Bilel : J’ai commencé le mannequinat à 25 ans donc assez tard. En réalité je pense que dix ans auparavant je n’aurais pas pu car je ne correspondais pas aux codes de l’époque. Le simple fait qu’on m’ait inclus dans la mode, c’est déjà un micro pas en avant. Comme dans toutes les luttes ça n’avance pas aussi vite qu’on le voudrait, mais les choses se font petit à petit. Je commence à découvrir de nouvelles têtes de profils maghrébins. Mais ce sont souvent des beautés qui se ressemblent : j’ai remarqué que j’avais vraiment énormément de sosies ! C’est super pour l’égo et je suis trop content qu’il y ait de plus en plus d’arabes qui rentrent, mais je trouve que ma beauté est assez enfantine. Il y a des beautés plus brutes, quand je regarde mes oncles, mes cousins, des femmes aussi… Cette beauté-là peine encore à s’intégrer dans la mode.
ANCRÉ : Tu fais référence au fait que même dans la diversité, les marques favorisent les traits qui s’approchent d’une beauté normée ? Des activistes avaient dénoncé un phénomène similaire pour les mannequins noires, plus castées si elles avaient des traits fins de type occidentaux.
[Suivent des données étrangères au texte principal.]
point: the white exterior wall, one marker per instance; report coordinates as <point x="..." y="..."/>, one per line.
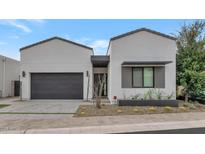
<point x="55" y="56"/>
<point x="9" y="71"/>
<point x="141" y="46"/>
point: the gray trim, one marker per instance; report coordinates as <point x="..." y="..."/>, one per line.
<point x="146" y="63"/>
<point x="143" y="29"/>
<point x="59" y="38"/>
<point x="159" y="77"/>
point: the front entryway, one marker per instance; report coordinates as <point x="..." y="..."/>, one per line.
<point x="56" y="85"/>
<point x="99" y="76"/>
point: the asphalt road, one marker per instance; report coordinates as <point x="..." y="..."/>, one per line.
<point x="173" y="131"/>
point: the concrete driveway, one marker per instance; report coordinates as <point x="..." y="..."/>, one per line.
<point x="40" y="106"/>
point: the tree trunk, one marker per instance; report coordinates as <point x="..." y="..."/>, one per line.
<point x="186" y="98"/>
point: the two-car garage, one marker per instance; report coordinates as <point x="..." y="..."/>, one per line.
<point x="56" y="68"/>
<point x="56" y="85"/>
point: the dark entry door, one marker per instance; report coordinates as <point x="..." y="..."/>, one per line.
<point x="16" y="88"/>
<point x="57" y="86"/>
<point x="99" y="76"/>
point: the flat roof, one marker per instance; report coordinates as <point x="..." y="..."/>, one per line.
<point x="100" y="60"/>
<point x="147" y="63"/>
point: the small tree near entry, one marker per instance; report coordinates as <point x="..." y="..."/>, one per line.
<point x="190" y="58"/>
<point x="98" y="89"/>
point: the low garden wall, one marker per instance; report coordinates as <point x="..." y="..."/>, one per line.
<point x="171" y="103"/>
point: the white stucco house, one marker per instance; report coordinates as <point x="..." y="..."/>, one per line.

Bilel : Exactement. Ce sont des beautés qui s’approchent plus de types caucasiens, même si il ne s’agit bien sûr pas de nier leur arabité. C’est un début de représentation, mais ça n’est pas encore assez large.
Salwa : C’est vrai que si tu regardes aujourd’hui ce qui cartonne, souvent en les voyant en tant que consommatrice arabe, on ne se reconnaît pas forcément. Par exemple, les articles type “Les mannequins arabes les plus en vogue” parlent beaucoup de Bella et Gigi Hadid, qui sont en effet supers mais dans lesquelles une consommatrice arabe ne va pas se reconnaître de par leurs traits très occidentaux**. C’est dommage car le but c’est aussi de permettre à des gens de nos origines de se reconnaître dans les campagnes, de se sentir beaux et intégrés.
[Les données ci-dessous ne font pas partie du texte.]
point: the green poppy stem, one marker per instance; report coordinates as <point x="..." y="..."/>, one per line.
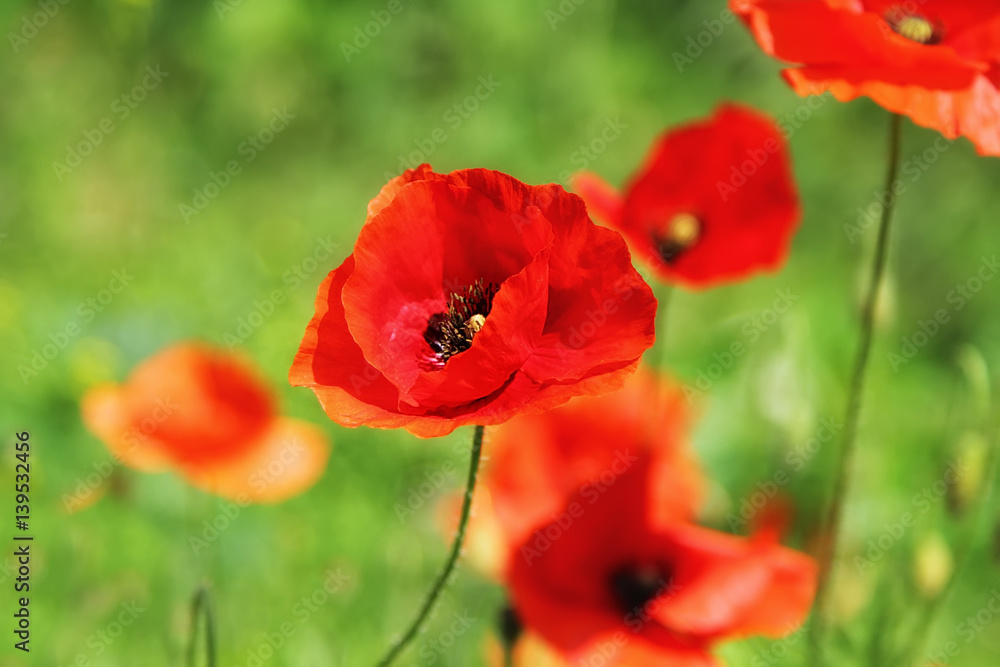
<point x="201" y="606"/>
<point x="449" y="566"/>
<point x="831" y="526"/>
ANCRÉ : Pour vous, quelles solutions peuvent faire bouger les choses dans la mode ?
Salwa : Il faut de la sensibilisation. Car parfois se répètent des schémas inconscients : les gens ont des stéréotypes en tête et ne vont pas plus loin. Eduquer les gens peut leur faire prendre conscience de cette discrimination et leur ouvrir les yeux sans les blâmer. Je fais bientôt une interview avec le média Simone avec un garçon super intéressant qui fait une thèse sur la décolonisation de la mode. Il y explique ce rapport à l’homme et à la femme arabe, qui remonte à la colonisation, avec la fétichisation de l’époque des colons jusqu’à aujourd’hui, car ce mécanisme est resté.
Sheherazade : Globalement, il faut une acceptation de l’histoire de la France. Qu’aujourd’hui la France est multiculturelle de par son histoire et qu’elle devrait embrasser cette diversité plutôt que l’exclure.
Chams-Eden : Oui, il faut mélanger plus. La France, l’Angleterre… sont des pays censés être multiculturels. Donc il suffit de montrer leur réalité, toutes les ethnies représentées en France ou en Europe.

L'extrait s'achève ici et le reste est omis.